Here, the trial court, as factfinder, considered the totality of the evidence and appropriately determined that the juvenile used his shirt to conceal his identity. As the trial court observed, even if the juvenile's use of his shirt to conceal his identity was for only "a brief amount of time," such
use of his shirt to conceal his identity still violated section 775.0845.
The juvenile nevertheless argues that his identity was readily apparent on the home security video recording. According to the defendant:
If [the juvenile] had covered his face only outside the house, an inference that [the juvenile] was attempting to conceal his identity from cameras or possible witnesses from surrounding properties could be made. Likewise, if [the juvenile] covered his face only when inside the home, an inference that he was attempting to conceal his identity from cameras or residents could be made. However, [the juvenile] did neither of those things.

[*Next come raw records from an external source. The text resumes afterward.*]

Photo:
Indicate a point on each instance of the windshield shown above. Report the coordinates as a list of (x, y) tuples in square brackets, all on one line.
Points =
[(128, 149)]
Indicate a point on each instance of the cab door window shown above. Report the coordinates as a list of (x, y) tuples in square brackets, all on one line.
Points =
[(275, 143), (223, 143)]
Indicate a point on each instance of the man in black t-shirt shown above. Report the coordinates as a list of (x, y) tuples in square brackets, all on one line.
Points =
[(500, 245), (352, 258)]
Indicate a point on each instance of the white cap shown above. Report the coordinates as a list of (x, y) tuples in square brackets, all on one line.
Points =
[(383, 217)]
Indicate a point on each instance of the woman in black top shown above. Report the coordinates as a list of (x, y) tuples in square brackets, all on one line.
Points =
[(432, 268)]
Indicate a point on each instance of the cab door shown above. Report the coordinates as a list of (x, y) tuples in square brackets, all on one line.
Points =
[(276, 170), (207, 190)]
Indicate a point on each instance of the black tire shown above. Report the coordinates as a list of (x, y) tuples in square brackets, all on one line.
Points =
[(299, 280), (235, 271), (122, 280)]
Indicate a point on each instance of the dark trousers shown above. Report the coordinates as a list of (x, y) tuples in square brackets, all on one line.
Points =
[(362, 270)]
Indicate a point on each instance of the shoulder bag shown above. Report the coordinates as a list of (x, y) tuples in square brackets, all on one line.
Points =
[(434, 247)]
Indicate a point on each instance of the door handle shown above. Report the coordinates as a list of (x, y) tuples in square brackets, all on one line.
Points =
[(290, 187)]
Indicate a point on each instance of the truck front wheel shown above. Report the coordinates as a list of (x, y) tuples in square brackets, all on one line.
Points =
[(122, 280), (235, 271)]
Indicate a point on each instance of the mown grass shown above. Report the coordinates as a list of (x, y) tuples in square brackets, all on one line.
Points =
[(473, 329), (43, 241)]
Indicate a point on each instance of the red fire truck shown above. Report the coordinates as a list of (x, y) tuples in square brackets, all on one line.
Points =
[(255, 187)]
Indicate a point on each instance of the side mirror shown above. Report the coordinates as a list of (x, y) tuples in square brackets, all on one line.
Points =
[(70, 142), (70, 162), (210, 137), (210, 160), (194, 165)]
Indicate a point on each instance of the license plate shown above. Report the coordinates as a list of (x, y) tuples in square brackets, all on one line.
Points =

[Thus, the juvenile's] actions in placing his shirt over the lower part of his face while inside and outside the home, for a total of approximately eight minutes, were insufficient to support the inference that he was doing so to conceal his identity.
We conclude the juvenile's argument is misplaced. The fact that the home security video recording captured the juvenile removing and replacing the shirt over the lower part of his face constitutes competent, substantial evidence that he was doing so to conceal his identity. Viewing the evidence in the light most favorable to the state, the trial court, as the trier of fact, could find the existence of the "mask" enhancement beyond a reasonable doubt. See S.B. , 31 So.3d at 969–70 ("When moving for a judgment of acquittal, a [juvenile] admits both the facts adduced, as well as every conclusion favorable to the State that a finder of fact could fairly and reasonably infer from the evidence. Evidence is sufficient to sustain a conviction if a rational trier of fact could find the existence of the elements of the crime beyond a reasonable doubt after viewing the evidence in a light most favorable to the State.") (internal citations omitted).
With the growing use of home security video technology as a crime prevention measure, it is not unreasonable to conclude that a person intending to burglarize a dwelling would wear a hood, mask, or other device to conceal their identity. The fact that a "witness" is not present to view the person wearing the hood, mask, or other device is irrelevant. The point is that the person is wearing the hood, mask, or other device to conceal their identity. See Fletcher v. State , 472 So.2d 537, 540 (Fla. 5th DCA 1985) (section 775.0845"is aimed at criminals who employ devices either to make witnesses' identifications of them difficult or to otherwise facilitate the commission of a crime. This may include covering up one's face ....") (emphasis added).
Based on the foregoing, we affirm the juvenile's adjudication for burglary of a dwelling while wearing a mask.
Ciklin, C.J., and Damoorgian, J., concur.